THE SIGNAL from David Katznelson
"What happens to a dream deferred? Does it dry up Like a raisin in the sun?... Or does it explode?"-Langston Hughes
Today is the 120th birthday of one of the great poets and activists, Langston Hughes. A shining like of 20th Century artistry, a progenitor of the Harlem Renaissance, and (my favorite part of his legacy) one of the first and greatest writers of Jazz Poetry. His poetry sings when read, with its syncopation, onomatopoeia, and word choice that plays like a swinging combo in a smoky bar on the North North side.
I was in Ardent Studios with Jim Dickinson one late night when he was producing Mudhoney’s album Tomorrow Hit Today. Jim always brought to each session a series of CDs in a black box that he used as a base for what recordings should sound like: his favorite records to gain inspiration from and help guide him. We were talking about jazz…about the craziness of late-era Coltrane…and he pulled out his copy of Weary Blues from the black box and handed it to me to check out. Langston Hughes talking, Charles Mingus playing…we immediately threw it in to a player during a break in the studio action. I had never heard Hughes’ voice before…his voice reading one of my favorite of his poems, reading with the musical beat you would hope for accompanied by an amazing jazz band (actually, there are two separate jazz bands that divide up the duties, Leonard Feather and his combo killing it as well).
Weary Blues is just one of the huge library of incredible poems Hughes wrote. Some might argue that Let America Be America Again is not only his crowning achievement, but in many ways more important to read now, in our dark moment as a nation, than ever. Langston bled poetry. Some of his most well known ones are here—make sure to read Harlem as well—-but there are so many more.
And when you think about the time he wrote this poetry in: he was fearless. He was heroic. He was an iconic figure who left such a great legacy.

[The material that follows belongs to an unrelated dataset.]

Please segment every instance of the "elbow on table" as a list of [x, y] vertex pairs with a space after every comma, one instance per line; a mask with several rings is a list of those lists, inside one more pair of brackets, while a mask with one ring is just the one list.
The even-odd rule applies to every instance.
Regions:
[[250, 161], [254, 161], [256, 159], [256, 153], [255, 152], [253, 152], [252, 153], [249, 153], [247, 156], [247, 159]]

The New Negro and the Dawn of the Harlem Renaissance
If 1925 was “the greatest year for books ever,” as has been claimed, readers will be able to see for themselves in 2021, when a number of those works enter the public domain. Among them is a collection of works by Black authors who, today, represent the creative movement of the 1920s known as the Harlem Renaissance. The New Negro: An Interpretation, edited by Alain Locke, features writers that formed “the fundaments of the black canon today”
As the article discusses, there are critics who say that the Sun Records catalog has been mishandled, meaning that for a group of recordings so pivotal to rock ‘n roll…to the American identity…to music around the globe…their legacies are diminished due to lack of strategy around how to get the music out there in the modern world. A big deal/new ownership could bring a change to all that, which would be a great thing (it also could make it a whole lot worse…but let’s be glass-half-filled folk this day). Maybe this new company has ideas to breath life into the catalog and bring the mighty sounds of Sun to us in great new ways.
SEEING THE LIGHT: A new edition of Laura Baker's Painting Box
There is nothing nicer than to see a new installment of designer Laura Baker’s Painting Box pop up in my in-box…her project that takes an artistic deep investigation of a theme through images and words. This edition: we need some light in our life, and Laura creates an opportunity for light celebration through a treasure of photos, paintings, and thoughts in a truly beautiful, inspirational fashion.
Even my luddite-self is aware of Tik Tok and the new developments around tik tok and sea shanties. And while I find these types of folk songs to be one of the more random things that has found popularity through technology, I’ll take it over another mean cat meme. The late, great Hal Wilner put together an album of great modern voices performing them, and the film The Lighthouse presented a nice opportunity to hear some classic shanties being drunkenly bellowed by the main characters (played by Robert Pattinson & Willem Dafoe). In light of their recent popularity, the Library of Congress has put together a great sampling from their collection to see and hear…
The Weary Blues
BY LANGSTON HUGHES
Droning a drowsy syncopated tune,
Rocking back and forth to a mellow croon,
I heard a Negro play.
Down on Lenox Avenue the other night
By the pale dull pallor of an old gas light
He did a lazy sway. . . .
He did a lazy sway. . . .
To the tune o’ those Weary Blues.
With his ebony hands on each ivory key
He made that poor piano moan with melody.
O Blues!
Swaying to and fro on his rickety stool
He played that sad raggy tune like a musical fool.
Sweet Blues!
Coming from a black man’s soul.
O Blues!
In a deep song voice with a melancholy tone
I heard that Negro sing, that old piano moan—
“Ain’t got nobody in all this world,
Ain’t got nobody but ma self.
I’s gwine to quit ma frownin’
And put ma troubles on the shelf.”
Thump, thump, thump, went his foot on the floor.
He played a few chords then he sang some more—
“I got the Weary Blues
And I can’t be satisfied.
Got the Weary Blues
And can’t be satisfied—
I ain’t happy no mo’
And I wish that I had died.”
And far into the night he crooned that tune.
The stars went out and so did the moon.
The singer stopped playing and went to bed
While the Weary Blues echoed through his head.
He slept like a rock or a man that’s dead.